I receive compensation for many links on this blog. You don’t have to use these links, but I am grateful to you if you do. American Express, Citibank, Chase, Capital One and other banks are advertising partners of this site. Any opinions expressed in this post are my own, and have not been reviewed, approved, or endorsed by my advertising partners. I do not write about all credit cards that are available -- instead focusing on miles, points, and cash back (and currencies that can be converted into the same).
Both cards offer $0 introductory annual fees for the first year, then $95.
Interestingly, the business card is better than the personal one.
Both have three new benefits effective August 11:
- No Foreign Transaction Fees
- Complimentary, Unlimited Boingo Wi-Fi
- Complimentary Premium In-Room Internet Access
But the small business card also had access to Sheraton Club Lounges added.
And that’s on top of the business card already getting statement credit rebates as part of the OPEN savings program (for American Express small business cards).

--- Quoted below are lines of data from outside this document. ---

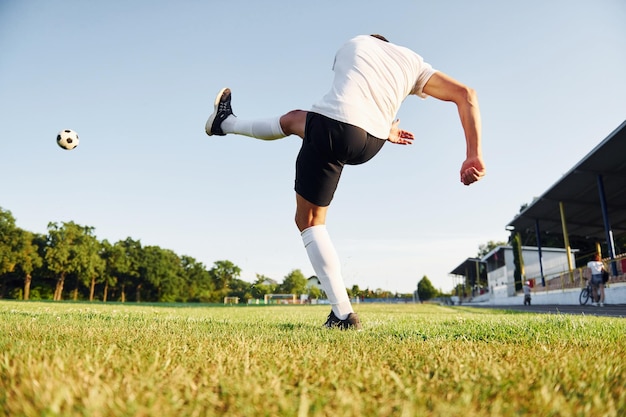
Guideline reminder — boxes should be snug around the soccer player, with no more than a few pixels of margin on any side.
[205,35,485,329]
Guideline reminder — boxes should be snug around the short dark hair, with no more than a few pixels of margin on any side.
[370,33,389,42]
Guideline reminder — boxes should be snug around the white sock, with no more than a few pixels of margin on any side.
[302,224,354,320]
[221,115,287,140]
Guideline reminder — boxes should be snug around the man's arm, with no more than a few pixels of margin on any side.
[423,72,485,185]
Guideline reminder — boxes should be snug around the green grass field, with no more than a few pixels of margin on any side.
[0,301,626,417]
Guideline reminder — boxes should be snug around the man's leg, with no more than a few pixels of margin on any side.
[205,88,307,140]
[296,194,360,324]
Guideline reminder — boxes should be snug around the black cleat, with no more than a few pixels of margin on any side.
[324,310,362,330]
[204,88,234,136]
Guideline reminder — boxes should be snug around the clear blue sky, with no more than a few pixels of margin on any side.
[0,0,626,292]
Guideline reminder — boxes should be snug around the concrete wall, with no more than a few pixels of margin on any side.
[476,282,626,305]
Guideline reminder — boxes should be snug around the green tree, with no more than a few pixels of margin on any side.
[209,261,241,290]
[279,269,307,296]
[476,240,506,258]
[137,246,183,302]
[73,228,106,301]
[417,275,437,301]
[114,237,143,303]
[250,274,278,299]
[45,222,93,301]
[180,256,214,302]
[17,229,43,300]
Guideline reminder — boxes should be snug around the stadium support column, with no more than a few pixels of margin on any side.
[535,219,546,287]
[597,175,617,276]
[559,201,574,283]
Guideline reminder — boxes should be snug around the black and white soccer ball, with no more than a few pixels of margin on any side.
[57,129,78,151]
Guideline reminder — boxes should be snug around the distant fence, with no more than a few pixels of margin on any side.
[527,254,626,292]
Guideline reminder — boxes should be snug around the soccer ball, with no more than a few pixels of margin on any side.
[57,129,78,151]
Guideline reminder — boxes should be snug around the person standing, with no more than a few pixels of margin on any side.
[522,281,530,305]
[205,35,485,329]
[587,253,604,307]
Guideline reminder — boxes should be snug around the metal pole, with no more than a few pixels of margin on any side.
[559,201,574,283]
[597,175,617,276]
[535,219,546,287]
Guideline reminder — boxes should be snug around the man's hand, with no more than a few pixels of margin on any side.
[461,156,485,185]
[387,119,415,145]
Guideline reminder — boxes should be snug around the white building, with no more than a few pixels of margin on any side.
[481,246,576,299]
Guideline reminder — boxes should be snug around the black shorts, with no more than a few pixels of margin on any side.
[295,112,386,207]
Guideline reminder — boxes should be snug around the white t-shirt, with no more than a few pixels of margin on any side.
[587,261,602,275]
[311,35,437,139]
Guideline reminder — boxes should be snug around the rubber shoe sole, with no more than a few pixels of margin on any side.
[204,87,233,136]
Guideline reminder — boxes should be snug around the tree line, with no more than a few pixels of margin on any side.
[0,207,420,303]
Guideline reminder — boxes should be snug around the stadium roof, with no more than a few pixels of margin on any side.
[507,121,626,240]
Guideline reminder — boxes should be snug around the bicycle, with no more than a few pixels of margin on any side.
[578,280,600,306]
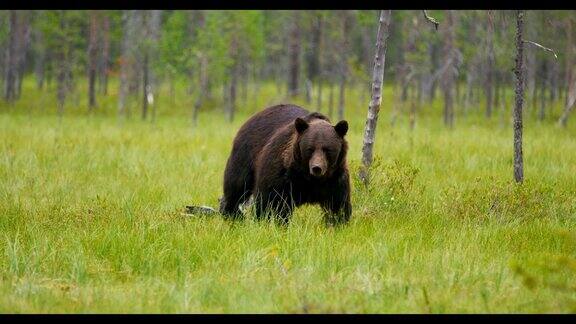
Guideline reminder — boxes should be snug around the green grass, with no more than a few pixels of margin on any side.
[0,77,576,313]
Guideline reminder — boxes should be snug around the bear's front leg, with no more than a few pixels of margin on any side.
[254,188,294,225]
[321,172,352,226]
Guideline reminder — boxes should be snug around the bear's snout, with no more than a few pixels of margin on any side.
[310,152,326,177]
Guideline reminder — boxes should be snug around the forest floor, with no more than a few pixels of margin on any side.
[0,82,576,313]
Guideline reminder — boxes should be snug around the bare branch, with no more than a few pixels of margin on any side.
[422,10,440,30]
[522,40,558,59]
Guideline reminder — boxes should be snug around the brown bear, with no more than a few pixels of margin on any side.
[220,104,352,225]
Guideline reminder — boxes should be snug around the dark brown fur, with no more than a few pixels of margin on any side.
[220,105,352,223]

What’s more, past business cardholders may be eligible to apply again and still receive a signup bonus if they haven’t had the product in a year.
The Starwood American Express business card is better than the personal one although I have them both (since they each give me 2 stays and 5 nights to help requalify for my Starwood Platinum status).
I really don’t know why American Express and Starwood chose to make the business card better at the same price point, though I imagine spend volume on the business cards tends to be higher than on personal cards.
OPEN savings (automatic rebates for using the card with particular merchants) isn’t specific to the Starwood card but is something on all Amex business cards (and Visa/MasterCard have similar programs for business cards as well).
Plus the thinking may be that club lounge access is uniquely appealing to small businesses (since there’s some savings on price sensitive travel, and lounges in the US are mostly used by business travelers during the week).
Both cards are among the better out there. I believe they’re the best hotel cards by far, because they earn the most valuable hotel points currency. I use them for unbonused spend, because each Starpoint is worth 2.2 cents to me. They’re the most valuable and versatile currency, transferring 1:1 to the most airline programs in addition to being useful for hotels.